Stirm avait survécu à des blessures par balle, à la maladie, à la famine, à la torture, à de mauvais traitements et à des exécutions simulées pendant son séjour dans les camps de prisonniers nord-vietnamiens, incluant la prison de Hoa Lo, surnommée le "Hanoi Hilton" par ses détenus, selon un article publié en janvier 2005 dans le magazine Smithsonian. Stirm avait été abattu un jour après le lieutenant-commandant John McCain, un pilote de la Marine qui a plus tard servi comme sénateur américain de l’Arizona et a été le candidat républicain à la présidence en 2008. Sa fille, désormais Lorrie Kitching, a raconté lors d’une émission de "Antiques Roadshow" sur PBS en mai 2024 qu’il lui avait raconté une grande histoire : la première fois qu’il avait ri en prison était à cause d’une blague que John McCain avait frappée à travers le mur alors qu’ils partageaient une cloison pendant leur isolement cellulaire à Sơn Tây.

Juste avant d’atterrir, il s’était vu remettre une lettre "Dear John" de sa part de son épouse Loretta, et le couple a divorcé en l’espace d’un an. Stirm est décédé en 2025. L’AFP a également couvert le parcours de Stirm, qui a pris sa retraite de l’Air Force en 1977 après 25 ans de service avant de rejoindre Ferry Steel Products, l’entreprise fondée par son grand-père à San Francisco, selon un rapport de l’AP publié en juillet 1993, avant de quitter cette entreprise pour travailler comme pilote d’entreprise puis d’y retourner.
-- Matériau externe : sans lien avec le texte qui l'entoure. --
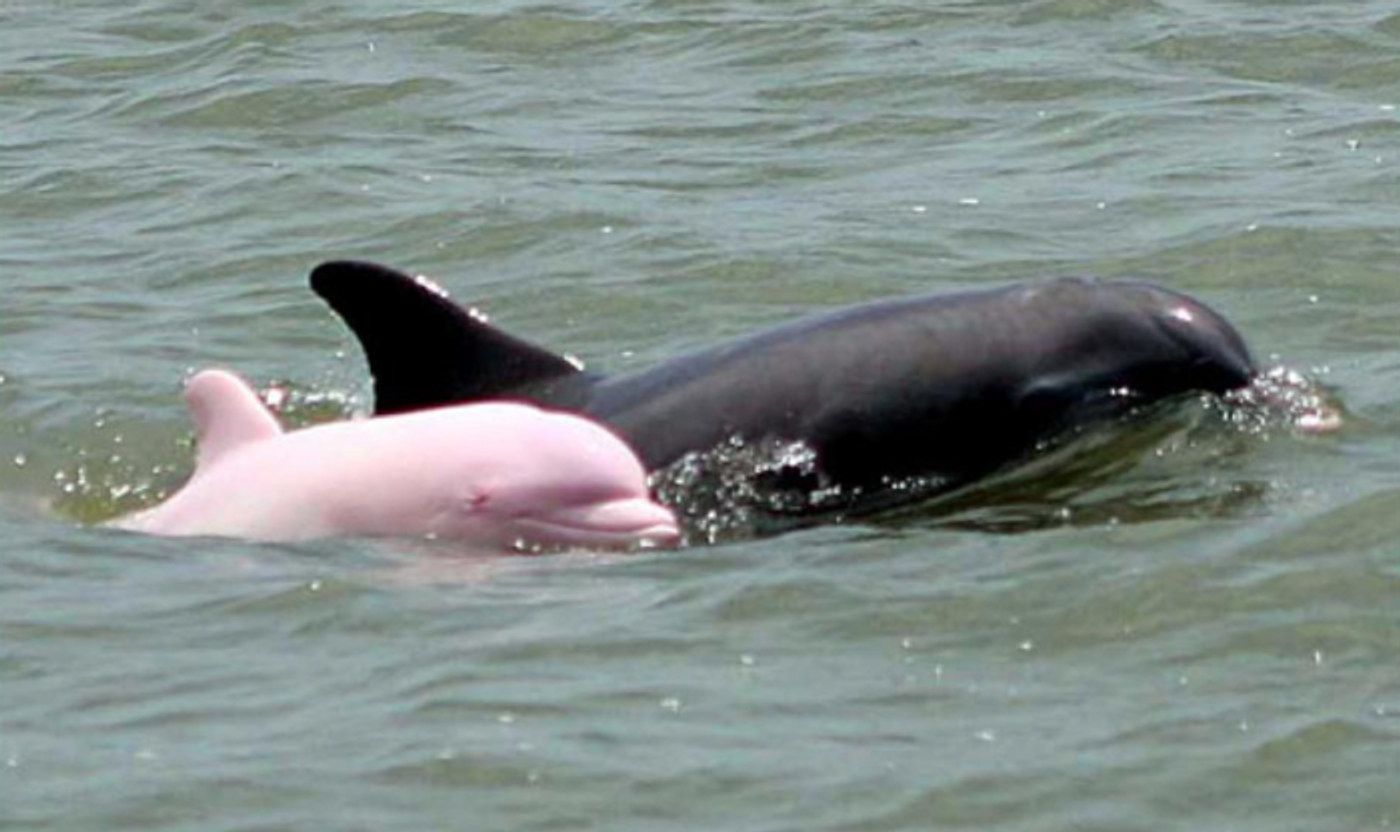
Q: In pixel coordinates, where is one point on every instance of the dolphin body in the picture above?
(497, 474)
(945, 388)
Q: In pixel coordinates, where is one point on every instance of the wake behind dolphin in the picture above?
(941, 390)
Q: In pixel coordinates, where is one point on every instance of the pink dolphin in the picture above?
(497, 474)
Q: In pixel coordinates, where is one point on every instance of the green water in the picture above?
(1192, 625)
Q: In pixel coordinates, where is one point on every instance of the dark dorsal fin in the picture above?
(423, 349)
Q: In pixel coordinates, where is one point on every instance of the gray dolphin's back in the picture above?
(947, 385)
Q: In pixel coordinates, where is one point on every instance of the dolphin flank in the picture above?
(948, 387)
(500, 474)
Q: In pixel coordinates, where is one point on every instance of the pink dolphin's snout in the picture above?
(606, 523)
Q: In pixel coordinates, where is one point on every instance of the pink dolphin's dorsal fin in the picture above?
(227, 415)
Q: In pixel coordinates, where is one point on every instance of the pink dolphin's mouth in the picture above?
(630, 521)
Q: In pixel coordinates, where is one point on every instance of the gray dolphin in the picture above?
(945, 387)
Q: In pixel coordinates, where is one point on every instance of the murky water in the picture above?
(1187, 622)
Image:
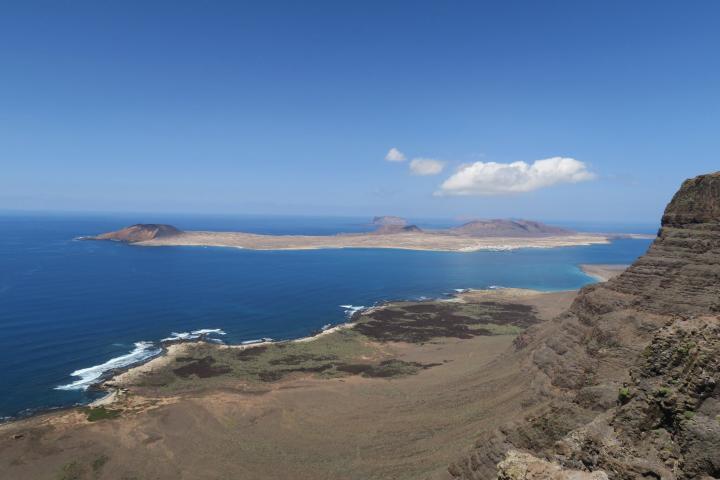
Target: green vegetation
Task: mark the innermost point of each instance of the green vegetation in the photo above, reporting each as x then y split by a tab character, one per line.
100	413
99	463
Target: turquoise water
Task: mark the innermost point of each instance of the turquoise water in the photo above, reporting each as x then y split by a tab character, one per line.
70	305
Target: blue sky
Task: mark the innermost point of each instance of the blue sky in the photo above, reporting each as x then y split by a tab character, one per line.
292	107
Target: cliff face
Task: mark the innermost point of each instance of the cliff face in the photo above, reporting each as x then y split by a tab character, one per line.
140	232
624	384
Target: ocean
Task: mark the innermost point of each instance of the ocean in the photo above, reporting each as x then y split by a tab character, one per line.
71	310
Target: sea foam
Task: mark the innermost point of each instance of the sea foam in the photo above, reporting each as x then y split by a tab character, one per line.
351	309
87	376
193	335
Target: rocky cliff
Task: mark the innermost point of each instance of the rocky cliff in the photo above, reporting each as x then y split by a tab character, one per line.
625	384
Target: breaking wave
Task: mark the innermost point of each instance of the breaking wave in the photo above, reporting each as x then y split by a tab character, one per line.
87	376
194	335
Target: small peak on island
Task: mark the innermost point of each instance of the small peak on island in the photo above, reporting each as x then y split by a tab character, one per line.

Former Vietnam War POW featured in Pulitzer-winning photo dies
Sal Veder, Associated Press
Un parcours marqué par les grands événements
Né Slava J. Veder le 30 août 1926 à Berkeley, en Californie, il était le fils unique d’immigrants russes, Ivan et Anka Veder, qui ont américanisé leurs prénoms en John et Ann après s’être installés aux États-Unis. Il a débuté sa carrière comme chroniqueur sportif et rédacteur en chef avant de rejoindre l’Associated Press en tant que photographe de personnel à son bureau de Sacramento en 1961, puis de déménager au bureau de l’AP à San Francisco, où il était basé lorsqu’il a photographié "Burst of Joy".
Sa fille, Kathleen Daly, a déclaré que le journalisme était central pour lui plutôt que d’être simplement un travail, ajoutant que l’AP lui avait offert un endroit où son travail était valorisé. Ses anciens collègues et amis l’ont décrit comme modeste et chaleureux, avec un goût prononcé pour le patinage sur glace et la voile, et qui avait l’habitude de mentorat auprès de jeunes photographes.